Chucky has starred in seven movies, so why change it up and bring his terror to the small screen?

Although making a joke that nobody goes to the movies anymore, the inspiration actually came from Mancini’s time working on Hannibal.

“I started thinking about it when I was working on the TV show Hannibal … I was so amazed with the process of television and going into the writer’s room, it didn’t feel like work to me,” he said.

“I just liked the idea of inviting more people into the process, I knew it could elevate our franchise the way Brian Fuller was able to elevate Hannibal.

“I was also excited about having … eight hours of story to tell, because that would allow us to focus on character and relationships, to a degree that we’ve never been able to before.”

It also allowed Mancini to head down different storytelling avenues, such as the origin of Charles Le Ray.

This Time Teens Are In Chucky’s Sights

“I wanted to bring the franchise back to its Child’s Play roots and we hadn’t focused exclusively or substantially on kids in a while, but having done little kids already I thought that 14-15 year-olds would be super interesting, because people are at a really interesting time in their lives,” Mancini said.

“They’re finding themselves, and I just thought introducing Chucky into that mix could be really interesting.”

To some degree, there’s a lot more autobiographical elements in this series. Mancini seems to be making Chucky the ally we never knew we wanted.

“It was a great opportunity to give young gay fans representation and to see themselves on screen in a way that I wasn’t able to,” he said.

“I wanted to not only normalise that, and the notion of being gay, and gay romance, I wanted to make it cool.”

Chucky Brings Back The OGs

The eight-episode series will also feature Jennifer Tilly, original Chucky foe Alex Vincent and Brad Dourif as the voice of Chucky, among other series veterans.

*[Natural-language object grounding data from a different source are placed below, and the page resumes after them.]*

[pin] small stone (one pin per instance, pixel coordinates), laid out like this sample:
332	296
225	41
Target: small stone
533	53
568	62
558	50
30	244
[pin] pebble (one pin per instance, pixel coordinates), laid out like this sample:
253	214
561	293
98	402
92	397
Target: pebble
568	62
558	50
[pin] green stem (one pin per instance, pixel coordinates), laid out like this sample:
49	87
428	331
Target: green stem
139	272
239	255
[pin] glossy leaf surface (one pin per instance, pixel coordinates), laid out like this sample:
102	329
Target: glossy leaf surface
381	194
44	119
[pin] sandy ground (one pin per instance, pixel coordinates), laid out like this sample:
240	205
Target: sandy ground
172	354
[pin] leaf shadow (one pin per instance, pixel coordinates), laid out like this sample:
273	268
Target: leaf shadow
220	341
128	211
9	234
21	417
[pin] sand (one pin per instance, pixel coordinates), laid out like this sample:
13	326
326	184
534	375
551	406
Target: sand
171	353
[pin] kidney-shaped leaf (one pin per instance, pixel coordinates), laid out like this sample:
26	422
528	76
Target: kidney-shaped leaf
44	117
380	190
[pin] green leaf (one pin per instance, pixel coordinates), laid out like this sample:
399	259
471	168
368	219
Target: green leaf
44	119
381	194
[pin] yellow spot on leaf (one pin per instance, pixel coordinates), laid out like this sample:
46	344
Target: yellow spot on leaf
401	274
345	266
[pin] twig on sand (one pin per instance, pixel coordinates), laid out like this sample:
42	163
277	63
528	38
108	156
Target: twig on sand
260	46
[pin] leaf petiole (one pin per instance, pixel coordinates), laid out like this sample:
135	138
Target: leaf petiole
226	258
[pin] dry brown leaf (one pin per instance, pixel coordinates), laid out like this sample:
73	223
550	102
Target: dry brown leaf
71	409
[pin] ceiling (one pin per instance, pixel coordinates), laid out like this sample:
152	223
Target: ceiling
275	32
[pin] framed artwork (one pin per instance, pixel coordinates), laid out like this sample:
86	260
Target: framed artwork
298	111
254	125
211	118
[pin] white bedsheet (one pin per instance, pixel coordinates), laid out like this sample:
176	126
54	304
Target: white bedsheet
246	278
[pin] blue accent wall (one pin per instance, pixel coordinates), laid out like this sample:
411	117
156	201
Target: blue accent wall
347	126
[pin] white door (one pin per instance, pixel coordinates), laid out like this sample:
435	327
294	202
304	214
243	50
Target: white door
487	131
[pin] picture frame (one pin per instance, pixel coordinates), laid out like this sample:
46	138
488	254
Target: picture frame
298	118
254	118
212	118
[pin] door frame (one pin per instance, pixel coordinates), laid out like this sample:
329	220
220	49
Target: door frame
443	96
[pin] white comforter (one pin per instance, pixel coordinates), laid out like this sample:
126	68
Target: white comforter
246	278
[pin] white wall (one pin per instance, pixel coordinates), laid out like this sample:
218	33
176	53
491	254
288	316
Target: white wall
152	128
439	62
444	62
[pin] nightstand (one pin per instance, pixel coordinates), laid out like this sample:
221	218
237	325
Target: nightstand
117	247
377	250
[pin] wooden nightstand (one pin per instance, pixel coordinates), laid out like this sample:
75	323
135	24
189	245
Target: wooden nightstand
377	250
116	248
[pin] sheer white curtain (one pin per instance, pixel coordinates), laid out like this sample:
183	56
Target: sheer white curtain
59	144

Tilly, who shared the NYCC stage with Mancini, said we can expect the originals to be back “in a big way” by about the fifth episode.

Mancini said it was important to him to have consistency.

“It’s a really unique situation and with Cult Of Chucky, I ended that movie deliberately on a series of cliff-hangers with the hope of setting up a TV show,” he said.

“Because I knew a TV series would be the perfect place to explore the ramifications of all of the cliff-hangers we left all of the characters at.”

Mancini didn’t rule out introducing Bride of Chucky to the series in the future.

“Keep watching,” he said. “You’ll see.”

According to Tilly, Chucky gets “so fucked up and twisted”.

Chucky premieres on USA and Syfy on October 12, and although we’re only a few days out, we’re still tracking down how you can watch in Australia.